The Annunciation

Tomorrow is the feast of the Annunciation. We have a beautiful audio/visual meditation on The Magnificat on our spirituality site. You will find it on the lower righthand corner of the page. Make sure you have turned your sound on for the full effect.

(This prayer, also refered to as the Song of Mary, is perhaps more appropriate for the feast of the Visitation on May 31, but it is a favorite of mine, and I trot it out whenever possible.)

I forget where I first read a wonderful riff on the Annunciation suggesting that Gabriel had been traveling the world for eternity just looking for someone who would say yes, and Mary was the first person he found.

Marian feasts days tend to get people, myself included, feeling warm and fuzzy, which is why it is worth remembering that the Magnificat is about deliverance from worldly oppressors. Here are verses 51-53 from the New Revised Standard Version:

“He has shown strength with his arm; he has scattered the proud in the thoughts of their hearts. He has brought down the powerful from their thrones, and lifted up the lowly; he has filled the hungry with good things, and sent the rich away empty.”

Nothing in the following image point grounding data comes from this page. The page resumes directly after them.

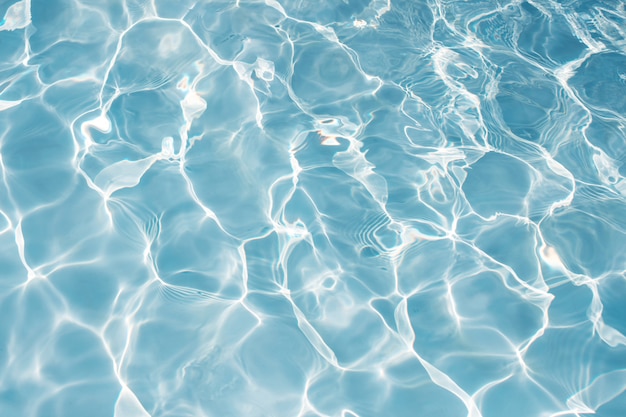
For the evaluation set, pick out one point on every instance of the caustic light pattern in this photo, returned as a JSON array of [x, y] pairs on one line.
[[352, 208]]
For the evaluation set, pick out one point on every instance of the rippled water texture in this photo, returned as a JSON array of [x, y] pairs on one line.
[[299, 208]]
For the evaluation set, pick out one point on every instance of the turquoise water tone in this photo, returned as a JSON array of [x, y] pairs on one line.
[[289, 208]]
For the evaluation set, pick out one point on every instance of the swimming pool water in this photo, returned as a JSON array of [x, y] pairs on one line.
[[298, 208]]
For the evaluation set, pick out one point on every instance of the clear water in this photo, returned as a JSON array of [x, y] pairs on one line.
[[302, 208]]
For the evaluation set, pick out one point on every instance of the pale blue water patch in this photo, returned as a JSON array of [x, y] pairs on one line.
[[340, 208]]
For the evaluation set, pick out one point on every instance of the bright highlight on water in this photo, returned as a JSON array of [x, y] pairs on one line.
[[351, 208]]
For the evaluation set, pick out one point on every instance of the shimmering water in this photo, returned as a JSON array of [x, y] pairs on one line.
[[300, 208]]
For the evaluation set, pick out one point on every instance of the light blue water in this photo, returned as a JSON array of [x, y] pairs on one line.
[[299, 208]]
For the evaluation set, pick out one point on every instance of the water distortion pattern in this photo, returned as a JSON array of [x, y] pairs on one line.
[[290, 208]]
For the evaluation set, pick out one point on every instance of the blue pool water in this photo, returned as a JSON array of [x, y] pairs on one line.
[[341, 208]]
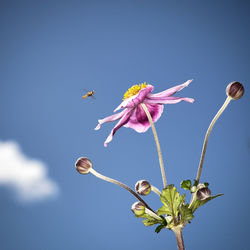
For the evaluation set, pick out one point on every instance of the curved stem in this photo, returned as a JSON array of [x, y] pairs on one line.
[[157, 144], [207, 135], [105, 178], [155, 190], [179, 239]]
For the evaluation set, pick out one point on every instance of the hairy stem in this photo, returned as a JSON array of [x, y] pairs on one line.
[[105, 178], [179, 239], [207, 135], [157, 144]]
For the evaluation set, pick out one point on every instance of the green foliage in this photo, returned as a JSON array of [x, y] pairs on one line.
[[172, 200], [186, 213], [175, 212]]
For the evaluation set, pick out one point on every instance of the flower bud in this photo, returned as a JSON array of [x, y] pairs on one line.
[[142, 187], [83, 165], [203, 193], [235, 90], [138, 208], [193, 189]]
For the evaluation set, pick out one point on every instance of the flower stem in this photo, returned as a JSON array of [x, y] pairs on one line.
[[179, 239], [207, 135], [157, 144], [105, 178]]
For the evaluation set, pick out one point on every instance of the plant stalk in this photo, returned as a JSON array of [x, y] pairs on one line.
[[105, 178], [207, 135], [157, 144], [179, 239]]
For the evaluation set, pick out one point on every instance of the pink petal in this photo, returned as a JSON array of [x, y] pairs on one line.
[[169, 100], [170, 91], [110, 118], [138, 119], [136, 99], [121, 123]]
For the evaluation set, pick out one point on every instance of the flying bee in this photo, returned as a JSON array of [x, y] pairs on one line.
[[90, 93]]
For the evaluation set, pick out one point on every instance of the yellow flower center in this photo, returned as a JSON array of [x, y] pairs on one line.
[[134, 90]]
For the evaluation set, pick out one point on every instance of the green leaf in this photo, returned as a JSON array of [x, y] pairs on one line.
[[186, 184], [159, 228], [199, 203], [172, 201], [186, 213], [164, 210]]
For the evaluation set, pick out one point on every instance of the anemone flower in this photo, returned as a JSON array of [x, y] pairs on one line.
[[133, 116]]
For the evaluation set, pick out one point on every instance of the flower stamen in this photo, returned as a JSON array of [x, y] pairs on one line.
[[134, 90]]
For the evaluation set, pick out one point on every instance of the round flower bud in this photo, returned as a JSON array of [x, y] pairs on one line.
[[138, 208], [83, 165], [235, 90], [203, 193], [142, 187]]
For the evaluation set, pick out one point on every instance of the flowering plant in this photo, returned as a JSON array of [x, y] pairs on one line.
[[141, 109]]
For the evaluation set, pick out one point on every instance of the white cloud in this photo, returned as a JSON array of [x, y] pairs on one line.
[[27, 177]]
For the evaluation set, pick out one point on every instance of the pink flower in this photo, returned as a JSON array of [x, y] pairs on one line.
[[133, 115]]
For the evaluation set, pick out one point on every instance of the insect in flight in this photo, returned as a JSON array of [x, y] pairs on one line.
[[90, 93]]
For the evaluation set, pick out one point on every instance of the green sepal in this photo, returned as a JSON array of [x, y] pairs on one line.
[[199, 203], [150, 222], [186, 184]]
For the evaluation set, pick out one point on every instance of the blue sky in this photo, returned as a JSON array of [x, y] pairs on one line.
[[51, 51]]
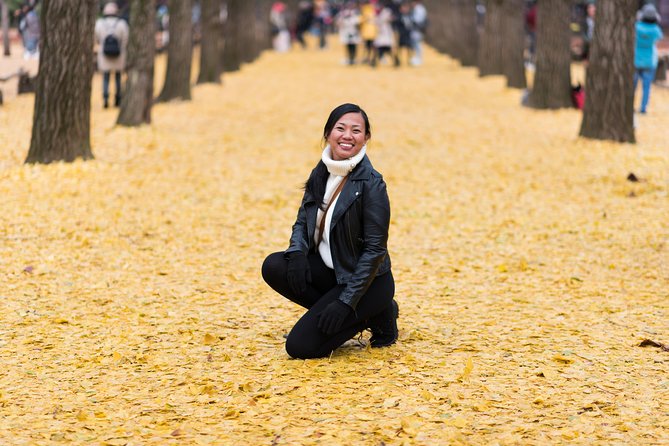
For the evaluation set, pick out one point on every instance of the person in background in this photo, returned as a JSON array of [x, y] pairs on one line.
[[648, 32], [419, 17], [348, 22], [279, 27], [405, 27], [31, 32], [590, 11], [337, 264], [305, 18], [323, 18], [111, 34], [385, 37], [368, 29]]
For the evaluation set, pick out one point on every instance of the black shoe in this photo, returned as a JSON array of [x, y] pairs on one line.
[[384, 327]]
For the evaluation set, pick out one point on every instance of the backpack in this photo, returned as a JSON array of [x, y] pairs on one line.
[[111, 46]]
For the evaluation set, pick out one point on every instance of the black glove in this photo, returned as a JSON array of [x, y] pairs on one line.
[[298, 272], [332, 316]]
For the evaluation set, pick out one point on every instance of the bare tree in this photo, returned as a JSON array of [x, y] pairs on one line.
[[179, 52], [514, 43], [468, 37], [210, 63], [491, 48], [4, 8], [61, 119], [552, 79], [137, 102], [609, 99], [232, 53]]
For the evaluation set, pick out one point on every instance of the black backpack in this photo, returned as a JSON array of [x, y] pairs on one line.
[[111, 46]]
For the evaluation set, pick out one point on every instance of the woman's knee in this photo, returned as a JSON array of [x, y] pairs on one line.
[[274, 266], [298, 349]]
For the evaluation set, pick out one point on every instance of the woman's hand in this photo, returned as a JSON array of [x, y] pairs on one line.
[[332, 317], [299, 273]]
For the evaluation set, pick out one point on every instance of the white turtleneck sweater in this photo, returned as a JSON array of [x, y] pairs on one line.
[[338, 171]]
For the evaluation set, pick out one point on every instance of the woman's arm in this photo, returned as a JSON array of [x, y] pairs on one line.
[[376, 223]]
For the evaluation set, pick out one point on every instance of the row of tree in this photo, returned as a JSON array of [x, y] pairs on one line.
[[498, 50], [234, 32]]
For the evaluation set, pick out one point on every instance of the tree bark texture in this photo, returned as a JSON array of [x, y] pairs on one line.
[[263, 32], [465, 14], [248, 32], [137, 101], [210, 63], [437, 34], [491, 49], [514, 43], [179, 52], [61, 119], [609, 93], [4, 8], [552, 79], [232, 57]]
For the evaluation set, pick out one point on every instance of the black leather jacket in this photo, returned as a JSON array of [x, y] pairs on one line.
[[358, 232]]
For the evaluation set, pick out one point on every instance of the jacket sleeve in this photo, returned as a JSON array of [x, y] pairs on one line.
[[376, 223], [299, 238]]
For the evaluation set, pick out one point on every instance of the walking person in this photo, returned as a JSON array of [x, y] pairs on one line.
[[279, 27], [337, 264], [420, 20], [30, 32], [323, 18], [385, 37], [348, 22], [405, 28], [648, 32], [368, 29], [111, 33], [305, 17]]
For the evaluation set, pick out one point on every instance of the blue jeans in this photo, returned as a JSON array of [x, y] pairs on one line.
[[647, 75]]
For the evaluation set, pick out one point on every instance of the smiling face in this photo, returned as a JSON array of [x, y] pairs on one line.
[[347, 136]]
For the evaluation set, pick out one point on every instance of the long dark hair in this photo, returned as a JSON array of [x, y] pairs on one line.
[[319, 176]]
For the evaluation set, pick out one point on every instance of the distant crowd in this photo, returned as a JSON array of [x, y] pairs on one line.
[[371, 31]]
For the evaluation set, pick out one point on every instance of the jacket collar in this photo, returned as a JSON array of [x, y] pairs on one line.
[[363, 171]]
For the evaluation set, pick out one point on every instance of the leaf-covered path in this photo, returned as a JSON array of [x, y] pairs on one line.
[[528, 270]]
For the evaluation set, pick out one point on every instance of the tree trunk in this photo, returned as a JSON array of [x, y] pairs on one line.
[[4, 7], [491, 49], [609, 94], [232, 57], [248, 32], [210, 63], [179, 52], [138, 99], [436, 33], [469, 39], [61, 120], [552, 79], [514, 43], [263, 32]]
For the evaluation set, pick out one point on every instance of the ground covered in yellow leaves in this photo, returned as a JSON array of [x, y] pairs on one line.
[[528, 270]]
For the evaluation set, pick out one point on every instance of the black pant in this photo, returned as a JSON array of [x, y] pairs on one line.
[[305, 340], [105, 85]]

This is a pugnacious prayer of vindication, and the implications for our current economic situation are, to me, unmistakable. We foster and sustain inequality, and, as a result, we live under God’s judgment. This is a sin we need to repent.

There are stables full of Christian apologists for runaway capitalism at think tanks like the Heritage Foundation and the American Enterprise Institute. I nourish the faint hope that these verses make them uncomfortable.

Update: Tobias Haller has a fine poem called “Annunciation and Response” on his site.